Wenn man Peter Kleine Schaars fragt, was ihm bei seinem Kurs beim Festival der Orchesterleitung besonders wichtig ist, antwortet er sofort: „Die Teilnehmer sollen nachher besser wissen, wie man U-Musik spielt, als vorher.“ Die U-Musik liegt ihm als Dirigent und auch als Musiker besonders am Herzen – kein Wunder, immerhin spielt er Jazz, seit er 12 Jahre alt war, und hat sowohl Klassik als auch Jazzposaune studiert. Er sieht das Problem, das die U-Musik in Blasorchestern hat, generell darin, dass Dirigenten oft nur klassisch ausgebildet sind: „Wenn man Klassik studiert hat, denkt man in den Bahnen der E-Musik. U-Musik funktioniert aber ein bisschen anders“, erklärt er. Er selbst bezeichnet sich als „Profi in zwei Welten und dazwischen“, daher kann er die Seite der E-Musik verstehen, ihnen aber auch gleichzeitig die Seite der U-Musik vermitteln.
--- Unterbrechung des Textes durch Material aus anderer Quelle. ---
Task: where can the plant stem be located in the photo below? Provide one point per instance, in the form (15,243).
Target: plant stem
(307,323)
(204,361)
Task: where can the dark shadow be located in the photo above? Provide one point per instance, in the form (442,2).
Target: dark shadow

Ein weiterer Grund dafür, dass er sich in beiden Welten so gut auskennt, ist, dass er 1989 direkt nach seinem Studium in der Marinekapelle der Niederländisch Königlichen Marine spielte – damals eines der besten Orchester der Welt, wie er sich erinnert. „Wir sind international getourt und haben sowohl Klassik als auch Unterhaltung gespielt“, erinnert er sich. „Die U-Musik war aber etwas altmodisch – immer noch ein bisschen im James-Last-Style“, schmunzelt er. Also begann er, selbst Arrangements zu schreiben, um beispielsweise Songs von Earth, Wind & Fire oder Phil Collins aufführen zu können, und kehrte für einen Master im Arrangieren und später auch Dirigieren kurz an die Universität zurück.
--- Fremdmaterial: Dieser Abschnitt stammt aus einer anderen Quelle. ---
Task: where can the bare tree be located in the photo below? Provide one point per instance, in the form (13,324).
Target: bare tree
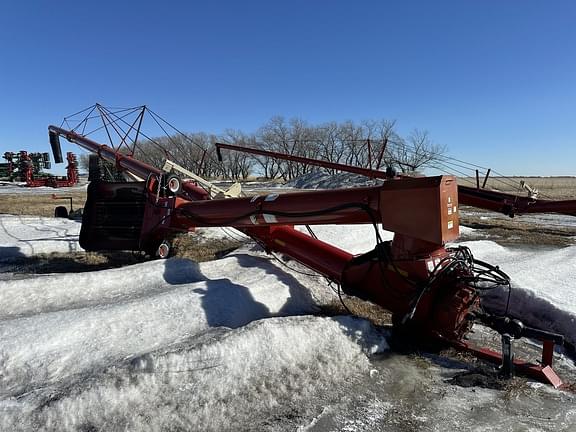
(416,151)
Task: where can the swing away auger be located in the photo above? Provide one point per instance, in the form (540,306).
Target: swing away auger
(433,291)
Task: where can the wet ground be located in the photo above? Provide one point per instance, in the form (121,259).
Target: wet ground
(431,392)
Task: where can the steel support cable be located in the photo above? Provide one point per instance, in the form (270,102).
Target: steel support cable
(151,140)
(176,129)
(182,150)
(127,133)
(188,139)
Weltweite Erfahrung – auch für Führungskräfte

Doch beim Orchester hielt es Kleine Schaars auch nicht für immer. Ab 2002 arbeitete er beim Verlag De Haske als Tonmeister und kümmerte sich um Demo-CDs für neue Ausgaben, eine Zeit, in der er viele Erfahrungen machte. „Ich bin weltweit rumgereist, Norwegen, Italien, Slowenien und und und. Manchmal war ich auch als Gastdirigent da“, beschreibt er seinen Arbeitsalltag. „Ich habe da sehr viel über Orchesterleitung gelernt, da ich ja unglaublich viele Orchester kennenlernen durfte.“ Sein Wissen über Orchesterleitung wendet Kleine Schaars auch in Workshops für Führungskräfte an. „Ein Orchester zu führen, bedeutet, ich bin einerseits der Chef, aber andererseits kann ich auch nichts erreichen ohne meine Musiker“, erklärt er. „Das ist wie in einem Unternehmen.“ In den Workshops zeigt er den Führungskräften, wie man sowohl mit Empathie als auch mit Nachdruck und Kreativität ein Orchester, oder in deren Fällen, ein Team, zu Höchstleistungen anspornt. Dabei dürfen die Teilnehmenden auch das Orchester dirigieren – mit teilweise überraschenden Momenten: „Mein Orchester ist faul“, grinst Kleine Schaars. „Sie machen nur das, was der Dirigent anweist. Wenn ein Dirigent die Hände nicht bewegt, dann spielen sie eben eine Fermate.“ Ein weiterer Faktor sei das direkte Feedback, das man durch die Musik von einem Orchester bekomme – ganz im Gegensatz zu Mitarbeitenden, wo es durchaus eine Weile dauern könne. „Man lernt unglaublich viel in einem Kurs“, findet er, „aber wir lachen auch sehr viel.“ Für Kleine Schaars sollte genau so viel Sorgfalt für die U-Musik verwendet werden wie für die E-Musik. „Für ein klassisches Stück proben wir Monate, machen Satzproben und verfeinern alles bis ins Detail. Aber für die U-Musik nehmen wir uns zwei Wochen und die letzte Viertelstunde der Gesamtprobe. Da stimmt doch was nicht“, findet er.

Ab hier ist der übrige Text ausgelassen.